When making toys be very careful about finishes especially if you are giving them to others or selling them. Any finish must conform to EN71, Chestnut finishing oil is certified to this standard and is the only one i use.

Hope this helps.

john


----------



## Paul.J (21 Sep 2008)

Paul.
I'm sure there was a post asking the same question not to long ago.Try a search.
I think the outcome was that only the Chestnut product would be suitable :?:


----------



## Bodrighy (21 Sep 2008)

Any vegetable oil, including Olive oil _can_ go rancid if left open to the air for too long. Extra virgin lasts longer but it can still happen. There are proprietary finishes on the market that are child proof but if you want a natural finish follow the advicwe of the experts or leave natural with a well sanded finish. Also be careful what wood you use. Yew and laburnum would make beautiful looking toys but are both poisonous if sucked  Stick with beech and sycamore. May be one or two others that are suitable but those are what are used for food utensils so are safe for certain.

Pete


----------



## Scrums (23 Sep 2008)

Hmmm....

But what about food use items ? - Cheeseboards/ Mortar & Pestle etc etc - I use virgin Olive Oil and advise the customer to give the item an occasional oiling too. Customers can't be expected to go out and buy 'Finishing Oil'

Chris.

PS: Stay clear of Ground Nut/ Walnut Oil etc - nut allergies !


----------



## PAC (23 Sep 2008)

Scrums":absoyiw8 said:


> I use virgin Olive Oil and advise the customer to give the item an occasional oiling too. Customers can't be expected to go out and buy 'Finishing Oil'
> 
> Chris.



I've been olive oiling my chopping board for years with no ill effects... well, I am losing my hair a little.


----------



## NickWelford (23 Sep 2008)

Walnut oil is one of the very few vegetable oils that does not go rancid. Supermarket walnut oil is great.
It doesn't set like Danish oil does, but is the best food safe one to use.


----------



## colin macdiarmid (24 Sep 2008)

I've also read that Ground Nut Oil is good and I have used on chopping boards, salad bowls with no problem and its available at most supermarkets


----------



## CHJ (24 Sep 2008)

NickWelford":3alzysf6 said:


> Walnut oil is one of the very few vegetable oils that does not go rancid.

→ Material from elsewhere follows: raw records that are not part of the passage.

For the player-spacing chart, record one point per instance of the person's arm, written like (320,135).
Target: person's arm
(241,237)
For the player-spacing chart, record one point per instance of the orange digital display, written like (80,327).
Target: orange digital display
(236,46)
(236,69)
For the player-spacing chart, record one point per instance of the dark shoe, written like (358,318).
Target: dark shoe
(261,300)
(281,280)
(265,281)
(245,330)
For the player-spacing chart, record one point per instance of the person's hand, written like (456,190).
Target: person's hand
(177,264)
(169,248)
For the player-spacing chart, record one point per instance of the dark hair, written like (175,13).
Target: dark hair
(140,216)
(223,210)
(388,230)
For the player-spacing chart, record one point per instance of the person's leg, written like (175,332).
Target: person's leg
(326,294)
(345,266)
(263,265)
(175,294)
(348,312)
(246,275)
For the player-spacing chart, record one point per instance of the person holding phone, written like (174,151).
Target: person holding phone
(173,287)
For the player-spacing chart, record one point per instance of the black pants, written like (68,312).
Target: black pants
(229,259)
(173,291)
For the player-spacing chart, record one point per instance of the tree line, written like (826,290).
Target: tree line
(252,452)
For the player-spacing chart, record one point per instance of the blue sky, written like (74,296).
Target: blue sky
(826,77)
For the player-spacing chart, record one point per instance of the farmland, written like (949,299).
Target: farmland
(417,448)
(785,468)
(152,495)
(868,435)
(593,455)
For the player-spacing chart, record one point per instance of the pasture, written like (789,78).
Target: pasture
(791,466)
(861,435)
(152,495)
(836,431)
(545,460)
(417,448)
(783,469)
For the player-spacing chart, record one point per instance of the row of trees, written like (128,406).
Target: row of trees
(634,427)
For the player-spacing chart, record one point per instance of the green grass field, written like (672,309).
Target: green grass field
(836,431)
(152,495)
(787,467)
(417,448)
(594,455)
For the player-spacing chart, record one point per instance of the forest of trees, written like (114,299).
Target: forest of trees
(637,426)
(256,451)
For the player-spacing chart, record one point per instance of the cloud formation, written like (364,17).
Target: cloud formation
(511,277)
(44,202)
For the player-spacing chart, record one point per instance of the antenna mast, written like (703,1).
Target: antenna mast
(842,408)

I'm afraid it can and does go Rancid, even whilst in the nut, a very unpleasant taste.

I have had some go off in a jar that was not airtight.

Beware some people are very allergic to walnuts. (put "walnut allergy" into google)

There is a reference to it going rancid in storage in Wiki but in the same para' has reference to its use by wood workers for food items.


----------



## David B (28 Sep 2008)

Hi All, 

First posting so be gentle with me! Just seen the thread about finishes on food items. I was advised a while ago to use liquid parafin available from the local pharmacy at silly prices. Does work well on wood but gives no shine only a mild sheen to the surface. Otherwise I find that Chestnut Food Safe is good.

Ta


----------



## Tusses (28 Sep 2008)

yes - some people have nut alergies and nut oil is no good for them !

__________________-

we call it liquid paraffin - yanks call it mineral oil  same stuff !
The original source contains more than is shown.